Das gilt noch mehr, wenn ich die Ergebnisse gar nicht veröffentlichen will: Wenn ich ein englisches Abenteuer durch den Übersetzer laufen lasse, damit ich es einfacher verwenden kann, dann geht es mir gar nicht um Stilfragen oder um eine Übersetzung in gutes Deutsch. Es geht mir um Plausibilität. Wenn alles, was ich lese, für mich und meine Gruppe passt, dann ist es mir doch egal, ob die Übersetzung komplett korrekt ist.

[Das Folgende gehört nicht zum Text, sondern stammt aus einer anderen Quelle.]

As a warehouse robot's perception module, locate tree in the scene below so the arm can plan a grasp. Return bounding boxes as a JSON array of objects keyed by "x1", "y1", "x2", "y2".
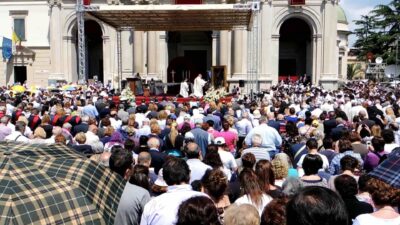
[
  {"x1": 372, "y1": 0, "x2": 400, "y2": 64},
  {"x1": 347, "y1": 63, "x2": 362, "y2": 80},
  {"x1": 353, "y1": 0, "x2": 400, "y2": 64}
]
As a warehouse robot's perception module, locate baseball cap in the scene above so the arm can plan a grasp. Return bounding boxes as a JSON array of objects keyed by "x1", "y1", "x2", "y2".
[
  {"x1": 214, "y1": 137, "x2": 225, "y2": 145},
  {"x1": 168, "y1": 114, "x2": 176, "y2": 120}
]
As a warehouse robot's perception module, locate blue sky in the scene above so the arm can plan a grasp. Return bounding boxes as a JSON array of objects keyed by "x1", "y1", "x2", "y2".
[{"x1": 340, "y1": 0, "x2": 390, "y2": 46}]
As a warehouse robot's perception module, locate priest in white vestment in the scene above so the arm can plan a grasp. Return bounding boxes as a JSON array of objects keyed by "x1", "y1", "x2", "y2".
[
  {"x1": 193, "y1": 74, "x2": 207, "y2": 98},
  {"x1": 179, "y1": 79, "x2": 189, "y2": 98}
]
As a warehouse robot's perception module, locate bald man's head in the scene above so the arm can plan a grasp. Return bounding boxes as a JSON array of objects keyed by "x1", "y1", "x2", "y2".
[
  {"x1": 185, "y1": 142, "x2": 201, "y2": 159},
  {"x1": 138, "y1": 152, "x2": 151, "y2": 167}
]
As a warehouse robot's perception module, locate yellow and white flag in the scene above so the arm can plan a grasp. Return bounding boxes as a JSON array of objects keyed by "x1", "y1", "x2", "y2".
[{"x1": 11, "y1": 29, "x2": 21, "y2": 55}]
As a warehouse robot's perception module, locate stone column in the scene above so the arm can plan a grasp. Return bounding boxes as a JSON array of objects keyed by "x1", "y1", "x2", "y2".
[
  {"x1": 268, "y1": 34, "x2": 280, "y2": 84},
  {"x1": 321, "y1": 0, "x2": 337, "y2": 86},
  {"x1": 147, "y1": 31, "x2": 158, "y2": 78},
  {"x1": 232, "y1": 30, "x2": 242, "y2": 74},
  {"x1": 133, "y1": 31, "x2": 144, "y2": 74},
  {"x1": 312, "y1": 34, "x2": 322, "y2": 84},
  {"x1": 219, "y1": 30, "x2": 232, "y2": 75},
  {"x1": 142, "y1": 31, "x2": 149, "y2": 79},
  {"x1": 121, "y1": 29, "x2": 133, "y2": 79},
  {"x1": 211, "y1": 31, "x2": 220, "y2": 66},
  {"x1": 103, "y1": 36, "x2": 113, "y2": 84},
  {"x1": 158, "y1": 31, "x2": 168, "y2": 83},
  {"x1": 63, "y1": 36, "x2": 73, "y2": 81},
  {"x1": 50, "y1": 1, "x2": 63, "y2": 79}
]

Das juckt mich am Spieltisch nicht die Bohne.
Insofern könnte der Markt für professionelle Übersetzungen von Abenteuern echt schmaler werden.
Den Hauptpunkt sehe ich aber an anderen Stellen: Weiterverarbeitung von Material mit Hilfe von KI.
Programme zur Charakterverwaltung, zur Gestaltung und Verwaltung von Schauplätzen (z.B. Städten oder Landesteilen) wird mit KI zusehends einfacher und mit höherer Qualität machbar. Das heißt, dass Fans auf offiziellem Material aufbauen und dieses asuschmücken, erweitern und verbessern können. Und wenn mit dem Urheberrecht gewedelt wird, dann erfindet halt wer eine universell nutzbare Stadt und baut die auf und jede SL kann die in seine Spielwelt pflanzen, wie sie will. Und mit genügend Mitwirkenden hat man bald tausend oder mehr Türen in dieser virtuellen Stadt, an die man klopfen kann, um dahinter NPCs, Bodenpläne und Geschichten zu finden. Das kann kein Verlag in Auftrag geben oder bezahlen.